Thomas Farrell seeks a similar flexibility to deal with what he calls a “widening circle of acquaintance”; he thus sketches the idea of a rhetorical forum, a specific location “where types of reasoning and argument are practiced” (88) and to some extent ordered. Rhetorical practice in the forum are regulated in some way. Similar to Leff, Farrell believes that rhetoric can be understood in the context of the forum so that “rhetorical practice enacts the norms of propriety collaboratively with interested collective others” (91). These norms, he notes, are always changing and difficult to pin down.

Of all the writers in the first section Michael Calvin McGee’s has been cited far more than the others — and probably for good reason. Although written in 1990, “Text, Context, and the Fragmentation of Contemporary Culture” attempts to get at the essence of the 90s and the end of the 20th century by calling out speech discourse as existing as fragments where “rhetors make discourses from scraps and pieces of evidence” (70). He lays out three structural elements — sources, culture and influence — and requires all three to be present in rhetoric in order for critics claim they understand its meaning. Such an approach to context is necessary because we now live in a heterogeneous culture. In this way, the structural elements are necessary just as Farrell’s forum is necessary to his theory. Evidence of such homogeneity is contrived, however, as one wonders that although the suffrage gave women a voice and Brown v BOE mixed the races, it’s not like women or African Americans didn’t develop their own discourse systems. In others words, McGee’s call for such a new theory is suspiciously WASPy. That said, he does acknowledge more instantaneous media and the “knowledge explosion” it engendered (this sounds similar to Farrell’s “widening circle”). This line, in particular, got my attention: “text construction is now something done more by the consumers than by the producers of discourse” (76). In other words, as readers or listeners we need to be prepared (or prepare our students) to be critical enough to fill in the blanks, to know how to find good information, and to understand the fragments of texts, especially their sources. The problem with McGee, however, is that he seeks to limit rhetorical criticism to speech — and increasing problem in the digital age.
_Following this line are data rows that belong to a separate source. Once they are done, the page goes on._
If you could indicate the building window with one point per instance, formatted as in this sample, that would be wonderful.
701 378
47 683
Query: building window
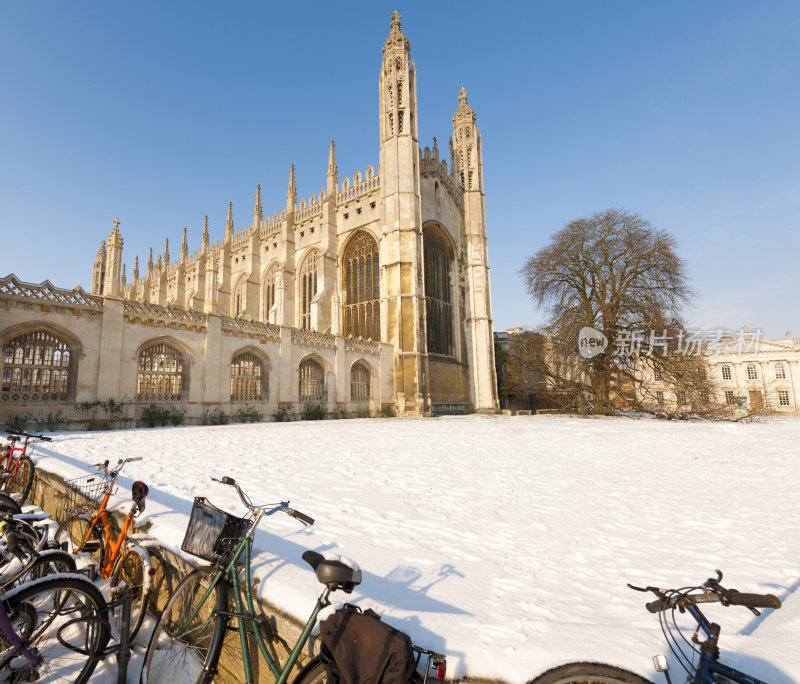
438 294
248 378
160 376
359 383
36 366
308 283
269 292
312 381
361 287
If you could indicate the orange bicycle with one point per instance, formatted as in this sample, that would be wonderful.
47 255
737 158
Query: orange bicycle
121 558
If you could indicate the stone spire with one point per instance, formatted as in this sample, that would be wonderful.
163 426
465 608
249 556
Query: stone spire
258 214
291 193
333 172
229 224
204 239
113 265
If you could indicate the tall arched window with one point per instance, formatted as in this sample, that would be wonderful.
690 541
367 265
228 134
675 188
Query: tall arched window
359 382
308 283
36 367
248 378
268 292
361 287
238 303
160 376
438 294
312 381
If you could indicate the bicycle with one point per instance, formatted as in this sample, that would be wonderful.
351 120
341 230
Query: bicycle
187 641
121 558
708 668
53 629
18 467
22 559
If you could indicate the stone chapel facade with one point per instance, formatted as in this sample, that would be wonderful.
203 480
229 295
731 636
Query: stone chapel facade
373 292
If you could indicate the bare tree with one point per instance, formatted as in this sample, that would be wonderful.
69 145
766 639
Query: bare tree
613 272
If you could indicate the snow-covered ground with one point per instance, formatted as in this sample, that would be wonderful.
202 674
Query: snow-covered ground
505 542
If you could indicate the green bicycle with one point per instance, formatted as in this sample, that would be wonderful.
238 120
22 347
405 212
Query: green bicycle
186 644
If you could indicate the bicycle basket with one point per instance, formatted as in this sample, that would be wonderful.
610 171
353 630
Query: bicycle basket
212 533
88 491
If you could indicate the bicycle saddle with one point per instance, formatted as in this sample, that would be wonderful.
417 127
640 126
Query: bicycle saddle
333 573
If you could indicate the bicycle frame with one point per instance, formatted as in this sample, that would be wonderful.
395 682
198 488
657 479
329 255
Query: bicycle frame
709 664
245 610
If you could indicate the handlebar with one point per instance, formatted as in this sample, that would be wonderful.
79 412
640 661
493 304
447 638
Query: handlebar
267 509
712 591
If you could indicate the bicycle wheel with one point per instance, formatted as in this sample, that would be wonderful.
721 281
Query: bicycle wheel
21 479
313 673
72 532
9 504
46 563
185 648
130 576
62 620
588 673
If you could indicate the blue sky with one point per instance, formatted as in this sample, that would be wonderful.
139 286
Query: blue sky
161 113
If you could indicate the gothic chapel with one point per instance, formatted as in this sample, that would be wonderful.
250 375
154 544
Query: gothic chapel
371 295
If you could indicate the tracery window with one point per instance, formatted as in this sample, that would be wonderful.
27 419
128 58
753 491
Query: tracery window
359 382
161 373
249 380
361 287
269 292
36 367
438 294
312 381
308 283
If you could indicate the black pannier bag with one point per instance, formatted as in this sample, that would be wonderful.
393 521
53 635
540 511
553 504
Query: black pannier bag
358 648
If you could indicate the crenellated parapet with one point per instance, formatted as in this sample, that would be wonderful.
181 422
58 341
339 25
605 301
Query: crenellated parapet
147 313
13 288
358 187
311 338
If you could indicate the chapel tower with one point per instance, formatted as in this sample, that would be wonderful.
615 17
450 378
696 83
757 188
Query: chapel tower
401 220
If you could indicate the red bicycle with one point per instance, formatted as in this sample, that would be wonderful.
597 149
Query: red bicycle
18 468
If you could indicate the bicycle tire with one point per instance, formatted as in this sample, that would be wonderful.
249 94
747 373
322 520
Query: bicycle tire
588 673
62 618
193 654
21 479
313 673
72 532
46 563
9 504
130 572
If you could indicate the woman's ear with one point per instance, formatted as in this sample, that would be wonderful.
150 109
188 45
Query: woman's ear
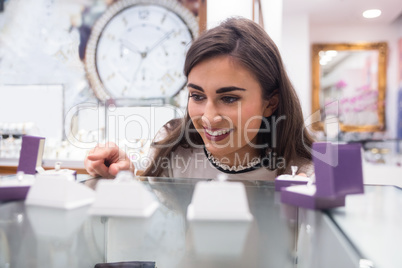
272 105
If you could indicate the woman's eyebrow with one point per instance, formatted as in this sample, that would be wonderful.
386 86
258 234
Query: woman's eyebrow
218 91
229 89
195 87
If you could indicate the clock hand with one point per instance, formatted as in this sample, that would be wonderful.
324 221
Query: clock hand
160 41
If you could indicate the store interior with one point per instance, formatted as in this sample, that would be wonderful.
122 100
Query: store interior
46 90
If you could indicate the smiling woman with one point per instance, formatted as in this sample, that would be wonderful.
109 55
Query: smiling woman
243 117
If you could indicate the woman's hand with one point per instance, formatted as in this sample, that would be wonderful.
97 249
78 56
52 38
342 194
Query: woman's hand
106 160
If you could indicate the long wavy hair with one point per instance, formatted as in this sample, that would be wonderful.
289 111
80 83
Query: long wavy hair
249 45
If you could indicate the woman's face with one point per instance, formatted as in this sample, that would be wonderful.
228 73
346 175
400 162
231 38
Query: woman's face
226 107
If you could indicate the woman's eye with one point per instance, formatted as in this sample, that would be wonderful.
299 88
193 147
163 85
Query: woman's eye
197 97
229 99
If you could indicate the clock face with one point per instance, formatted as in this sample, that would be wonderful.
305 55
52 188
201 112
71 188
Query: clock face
137 49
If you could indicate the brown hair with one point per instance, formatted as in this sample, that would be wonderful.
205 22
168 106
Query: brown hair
249 45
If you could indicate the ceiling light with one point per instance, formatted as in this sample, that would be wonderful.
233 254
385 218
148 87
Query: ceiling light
371 13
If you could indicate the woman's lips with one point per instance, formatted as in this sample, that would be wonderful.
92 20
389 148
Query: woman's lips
216 134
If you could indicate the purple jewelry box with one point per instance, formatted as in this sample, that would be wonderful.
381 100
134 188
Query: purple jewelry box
338 169
338 172
31 154
304 196
9 193
289 180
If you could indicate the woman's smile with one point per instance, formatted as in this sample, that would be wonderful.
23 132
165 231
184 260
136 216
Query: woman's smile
217 134
227 107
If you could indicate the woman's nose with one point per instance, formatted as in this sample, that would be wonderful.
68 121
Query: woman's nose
211 114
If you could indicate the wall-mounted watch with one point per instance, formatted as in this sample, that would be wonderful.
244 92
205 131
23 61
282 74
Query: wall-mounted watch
137 49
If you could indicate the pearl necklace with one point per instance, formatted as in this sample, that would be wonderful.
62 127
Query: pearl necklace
251 165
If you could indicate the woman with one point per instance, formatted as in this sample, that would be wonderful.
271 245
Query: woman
243 116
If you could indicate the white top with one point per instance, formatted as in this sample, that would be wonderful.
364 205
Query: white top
193 163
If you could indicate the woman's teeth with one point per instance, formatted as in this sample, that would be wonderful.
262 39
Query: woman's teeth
217 133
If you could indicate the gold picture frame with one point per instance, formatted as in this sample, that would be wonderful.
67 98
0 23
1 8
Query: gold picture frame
375 87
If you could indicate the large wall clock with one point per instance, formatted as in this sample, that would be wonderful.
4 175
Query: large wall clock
137 49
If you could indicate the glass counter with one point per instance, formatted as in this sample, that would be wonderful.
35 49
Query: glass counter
43 237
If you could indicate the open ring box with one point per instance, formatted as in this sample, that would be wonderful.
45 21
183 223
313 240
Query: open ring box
50 188
338 172
15 187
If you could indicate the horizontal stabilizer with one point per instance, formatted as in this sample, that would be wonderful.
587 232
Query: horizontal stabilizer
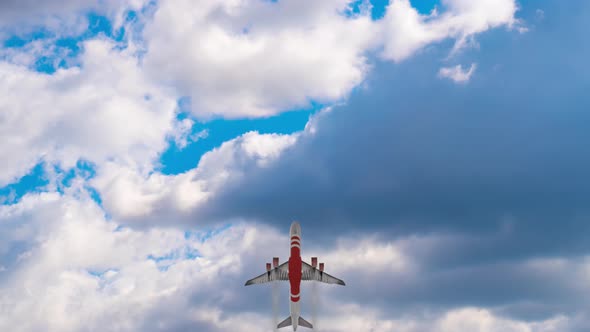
304 323
285 323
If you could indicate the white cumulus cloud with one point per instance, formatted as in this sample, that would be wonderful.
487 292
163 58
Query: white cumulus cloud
457 73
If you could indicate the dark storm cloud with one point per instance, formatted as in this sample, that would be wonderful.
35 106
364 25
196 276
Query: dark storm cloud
508 152
503 163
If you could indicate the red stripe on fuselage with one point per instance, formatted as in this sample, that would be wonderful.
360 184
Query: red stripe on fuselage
295 271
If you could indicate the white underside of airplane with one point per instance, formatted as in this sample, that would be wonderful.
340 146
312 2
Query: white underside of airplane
295 270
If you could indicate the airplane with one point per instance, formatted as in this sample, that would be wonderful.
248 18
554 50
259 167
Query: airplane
294 270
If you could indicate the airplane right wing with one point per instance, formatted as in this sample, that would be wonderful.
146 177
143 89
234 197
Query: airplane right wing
311 273
280 272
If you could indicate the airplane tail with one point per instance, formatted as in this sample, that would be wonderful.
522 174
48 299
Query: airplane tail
304 323
288 322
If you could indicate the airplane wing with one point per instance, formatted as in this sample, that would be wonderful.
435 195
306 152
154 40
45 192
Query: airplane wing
313 274
280 272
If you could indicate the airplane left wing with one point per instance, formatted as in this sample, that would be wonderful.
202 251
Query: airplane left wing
280 272
311 273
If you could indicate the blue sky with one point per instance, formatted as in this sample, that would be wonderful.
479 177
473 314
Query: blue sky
155 155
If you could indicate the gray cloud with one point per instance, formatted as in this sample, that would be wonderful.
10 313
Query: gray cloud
500 164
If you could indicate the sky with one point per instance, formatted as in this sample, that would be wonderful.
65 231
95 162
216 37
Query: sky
154 154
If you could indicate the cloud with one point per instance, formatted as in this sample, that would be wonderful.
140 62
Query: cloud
163 279
258 58
406 31
457 73
64 17
142 197
64 117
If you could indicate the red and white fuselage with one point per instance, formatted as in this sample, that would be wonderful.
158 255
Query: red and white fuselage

While all of these manifestations of rhetoric and context seem more accurate in the 21st century, one still wonders how to develop the tools to gauge these various and shifting contexts in order to better understand them. What happens, for instance, when the context shifts but the people do not? I’m thinking here of how zine communities move from various print and digital platforms, or how someone who produced print-only publications in the 1990s explains print subcultures to students raised on Facebook. Speaking of which, can rhetoric theory anticipate contexts? Is part of their job to predict? In McGee’s case, the answer seems obvious.

I also wonder about some of the terminology in these pieces. What is the difference, for instance, between decorum and propriety? Forum and context?

And what elements of formalist study do we need to retain so that everything does not seem so relative, as one of my peers pointed out. Or is relativism and theory and rhetoric compatible?